During the first half of the twentieth century, mail trucks transported both carriers and their mail to the spot at which the carriers began their daily rounds on foot. In order to carry more mail and reach more homes, the Post Office Department began putting letter carriers behind the wheel. By using vehicles to haul all that mail, carriers could complete longer routes in the same amount of time. The Department selected vehicles that were lightweight, maneuverable, and able to withstand the rigorous demands of mail delivery service.
By the early 1960s, one-third of the Post Office Department’s vehicular fleet was comprised of the three-wheeled mailsters. Unfortunately, the mailsters did not work out as well as Department officials had hoped. They had originally been tested in Florida and worked well there. Mailsters were at their best in temperate climates and on even terrain. They sometimes did not work at all in other areas.

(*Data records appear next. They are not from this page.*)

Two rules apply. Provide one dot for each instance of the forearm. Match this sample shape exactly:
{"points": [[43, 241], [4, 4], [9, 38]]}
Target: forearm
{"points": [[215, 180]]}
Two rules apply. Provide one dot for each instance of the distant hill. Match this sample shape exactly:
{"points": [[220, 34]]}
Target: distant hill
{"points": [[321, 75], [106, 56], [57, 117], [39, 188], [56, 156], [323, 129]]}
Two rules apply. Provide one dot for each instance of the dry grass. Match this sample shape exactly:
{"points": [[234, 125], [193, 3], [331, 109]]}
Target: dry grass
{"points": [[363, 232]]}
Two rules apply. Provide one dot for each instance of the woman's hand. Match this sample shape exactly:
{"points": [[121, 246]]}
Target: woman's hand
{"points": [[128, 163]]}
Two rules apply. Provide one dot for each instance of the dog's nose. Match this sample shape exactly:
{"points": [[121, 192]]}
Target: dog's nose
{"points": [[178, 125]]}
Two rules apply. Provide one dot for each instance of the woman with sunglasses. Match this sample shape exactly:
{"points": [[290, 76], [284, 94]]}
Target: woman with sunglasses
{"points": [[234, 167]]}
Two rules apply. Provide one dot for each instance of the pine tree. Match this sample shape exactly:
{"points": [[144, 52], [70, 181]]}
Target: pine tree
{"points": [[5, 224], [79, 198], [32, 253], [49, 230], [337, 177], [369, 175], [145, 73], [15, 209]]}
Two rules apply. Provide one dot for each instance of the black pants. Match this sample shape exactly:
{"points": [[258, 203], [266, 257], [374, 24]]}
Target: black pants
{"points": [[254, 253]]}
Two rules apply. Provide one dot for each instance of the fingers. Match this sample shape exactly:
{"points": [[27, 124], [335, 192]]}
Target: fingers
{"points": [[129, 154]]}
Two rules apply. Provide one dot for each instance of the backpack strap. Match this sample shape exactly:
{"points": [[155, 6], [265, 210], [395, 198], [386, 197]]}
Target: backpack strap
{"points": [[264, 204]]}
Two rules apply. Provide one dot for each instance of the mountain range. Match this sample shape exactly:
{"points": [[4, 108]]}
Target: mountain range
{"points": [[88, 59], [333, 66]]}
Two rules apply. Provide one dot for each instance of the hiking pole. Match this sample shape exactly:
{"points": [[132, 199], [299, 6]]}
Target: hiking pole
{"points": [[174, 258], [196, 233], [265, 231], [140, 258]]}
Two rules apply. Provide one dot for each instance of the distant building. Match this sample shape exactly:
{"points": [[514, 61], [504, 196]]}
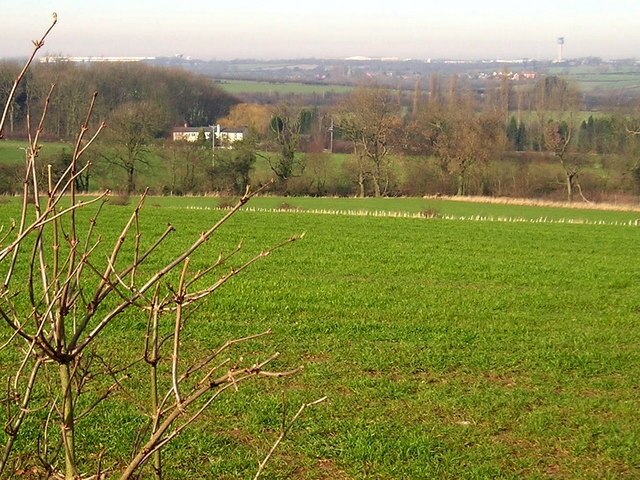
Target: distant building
{"points": [[66, 59], [225, 137]]}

Mailsters on snowy routes might be immobilized in as little as three inches of snow, and carriers complained of the vehicle's inability to heat properly. The three-wheel design left mailsters susceptible to tipping if cornering at over twenty-five miles per hour or if caught in a wind gust. One carrier complained that a large dog tipped his mailster. The mailsters’ 7.5 horsepower engine left the vehicles creeping along in city traffic. They were prone to breakdowns with everything from brake and clutch failure to broken front axles and gear shift levers. The mailsters were phased-out and replaced by more reliable vehicles, including jeeps.
Westcoaster Company was originally known as the West Coast Machinery Company. The company manufactured electric and gas-powered vehicles for a variety of off-road uses, including for farms, airports, and golf courses.